The confusion, in this case, is because Bout "seems" to exhibit the
behavior of both types: "you calculate its value from the inputs, yet use
that calculated value to determine S. In this case, apply our definition
above: can Bout's value be arbitrarily assigned or must it be calculated
(there's only one case in which its both and this is not it). The answer
is that Bout's value must be calculated, hence it is an output and not an
So how do we resolve the
"seeming" contradiction I've set up (it exhibts behaviors of both types,
yet can only be one)? The trick here is that outputs are defined to be
dependant on the values of the other VARIABLES, and not the INPUTS. In
layman's terms, we are first calculating the value of Bout from the
inputs, and then calculating the value of S from Bout and the inputs.
Bout, of course, is not really necessary to calculate the value of S:
instead of using Bout you could just substitute its equation composed of
inputs, resulting in S being calculated purely from inputs.

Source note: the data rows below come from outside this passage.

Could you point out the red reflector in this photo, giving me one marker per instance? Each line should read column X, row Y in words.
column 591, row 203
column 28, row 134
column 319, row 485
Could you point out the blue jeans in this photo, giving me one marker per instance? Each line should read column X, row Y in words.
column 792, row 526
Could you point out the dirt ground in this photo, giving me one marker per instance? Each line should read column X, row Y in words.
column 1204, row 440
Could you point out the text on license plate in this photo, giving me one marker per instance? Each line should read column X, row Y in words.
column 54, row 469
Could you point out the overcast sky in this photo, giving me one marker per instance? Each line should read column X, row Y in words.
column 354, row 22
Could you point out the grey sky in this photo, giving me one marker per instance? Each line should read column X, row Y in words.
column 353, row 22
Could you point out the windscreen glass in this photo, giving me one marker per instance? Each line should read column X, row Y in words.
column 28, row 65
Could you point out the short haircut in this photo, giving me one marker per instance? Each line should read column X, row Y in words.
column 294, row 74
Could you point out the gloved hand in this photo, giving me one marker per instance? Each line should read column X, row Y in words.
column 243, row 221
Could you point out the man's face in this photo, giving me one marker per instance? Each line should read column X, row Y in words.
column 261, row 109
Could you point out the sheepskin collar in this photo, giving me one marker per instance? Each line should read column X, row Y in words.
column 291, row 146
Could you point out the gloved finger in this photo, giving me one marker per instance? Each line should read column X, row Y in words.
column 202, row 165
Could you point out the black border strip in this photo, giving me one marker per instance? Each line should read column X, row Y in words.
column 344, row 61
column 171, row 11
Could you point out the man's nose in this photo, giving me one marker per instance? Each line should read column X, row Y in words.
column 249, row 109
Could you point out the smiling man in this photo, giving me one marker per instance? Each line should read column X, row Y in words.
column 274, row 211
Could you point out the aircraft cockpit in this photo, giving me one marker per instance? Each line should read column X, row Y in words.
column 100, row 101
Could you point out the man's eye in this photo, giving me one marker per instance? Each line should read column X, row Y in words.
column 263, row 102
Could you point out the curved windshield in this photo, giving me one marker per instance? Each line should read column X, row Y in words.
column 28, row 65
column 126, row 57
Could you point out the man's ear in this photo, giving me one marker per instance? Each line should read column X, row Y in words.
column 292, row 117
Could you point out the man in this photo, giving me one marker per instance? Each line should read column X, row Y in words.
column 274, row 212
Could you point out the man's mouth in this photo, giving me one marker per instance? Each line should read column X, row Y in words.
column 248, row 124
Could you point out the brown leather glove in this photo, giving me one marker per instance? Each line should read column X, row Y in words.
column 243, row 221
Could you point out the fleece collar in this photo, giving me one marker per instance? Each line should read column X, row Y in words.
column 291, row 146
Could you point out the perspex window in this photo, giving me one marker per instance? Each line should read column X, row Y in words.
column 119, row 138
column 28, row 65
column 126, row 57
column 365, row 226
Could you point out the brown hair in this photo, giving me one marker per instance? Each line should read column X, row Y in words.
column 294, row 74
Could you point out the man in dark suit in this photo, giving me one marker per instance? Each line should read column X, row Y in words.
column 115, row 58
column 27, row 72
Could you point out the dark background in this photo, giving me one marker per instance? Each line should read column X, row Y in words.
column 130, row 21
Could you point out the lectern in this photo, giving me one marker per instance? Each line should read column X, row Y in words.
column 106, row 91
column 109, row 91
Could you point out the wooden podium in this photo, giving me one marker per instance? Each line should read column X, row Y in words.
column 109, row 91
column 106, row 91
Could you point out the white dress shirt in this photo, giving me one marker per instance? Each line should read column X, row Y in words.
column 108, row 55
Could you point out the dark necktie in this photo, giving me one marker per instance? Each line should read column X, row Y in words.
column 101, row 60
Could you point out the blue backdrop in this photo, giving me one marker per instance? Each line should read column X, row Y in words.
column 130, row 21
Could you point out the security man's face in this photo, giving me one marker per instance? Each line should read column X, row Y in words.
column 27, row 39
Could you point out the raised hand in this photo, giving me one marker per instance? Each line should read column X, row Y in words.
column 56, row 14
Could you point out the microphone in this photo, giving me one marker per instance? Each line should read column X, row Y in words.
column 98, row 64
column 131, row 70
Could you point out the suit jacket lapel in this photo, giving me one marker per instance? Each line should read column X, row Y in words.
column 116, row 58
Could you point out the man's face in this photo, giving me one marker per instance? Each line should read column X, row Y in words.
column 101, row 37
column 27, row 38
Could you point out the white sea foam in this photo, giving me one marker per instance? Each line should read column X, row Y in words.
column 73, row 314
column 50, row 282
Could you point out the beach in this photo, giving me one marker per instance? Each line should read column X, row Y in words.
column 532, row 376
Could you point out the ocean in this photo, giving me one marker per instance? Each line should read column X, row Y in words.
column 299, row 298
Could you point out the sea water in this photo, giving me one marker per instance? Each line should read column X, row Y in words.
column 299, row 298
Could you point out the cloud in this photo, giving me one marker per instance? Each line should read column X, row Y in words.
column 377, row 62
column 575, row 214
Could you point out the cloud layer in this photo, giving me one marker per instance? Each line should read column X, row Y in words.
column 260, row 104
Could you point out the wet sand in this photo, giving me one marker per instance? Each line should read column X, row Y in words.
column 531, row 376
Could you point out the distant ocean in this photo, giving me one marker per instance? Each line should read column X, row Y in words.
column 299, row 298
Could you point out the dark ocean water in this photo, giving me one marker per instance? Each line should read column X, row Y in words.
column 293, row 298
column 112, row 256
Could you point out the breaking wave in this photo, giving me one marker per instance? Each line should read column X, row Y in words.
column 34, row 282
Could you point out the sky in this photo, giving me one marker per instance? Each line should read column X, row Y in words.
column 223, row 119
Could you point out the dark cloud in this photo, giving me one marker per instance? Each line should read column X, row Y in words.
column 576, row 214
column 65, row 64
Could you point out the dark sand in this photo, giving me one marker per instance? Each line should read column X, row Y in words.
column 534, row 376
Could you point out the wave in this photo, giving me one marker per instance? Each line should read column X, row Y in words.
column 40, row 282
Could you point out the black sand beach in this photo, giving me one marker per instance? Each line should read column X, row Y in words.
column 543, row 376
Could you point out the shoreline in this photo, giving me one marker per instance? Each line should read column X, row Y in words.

Two other cases I'd like to consider to make sure we've got this issued
fully and overly-explained:
(1) X = X. You could have a function that took X as an input and just
passed its value as an output (this is a buffer logic gate). Note our
defintions still apply: X can be arbitrarily assigned as an input and has
an equation defining its output value (= whatever is input).
(2) A + Y = X,
B + X = Y. Here you have your two outputs defined recursively in
terms of each other. By substitution you get:
A + B + Y = Y. Which makes the recursive definition of Y particularly
clear. Here Y is an output because its value must be calculated to fit
the given equation, yet must also be arbitrarily assigned in order to
solve this equation. This is a paradox (infinite recursion) and cannot be
solved (at least not without better math skills than mine!).
Hope this helped!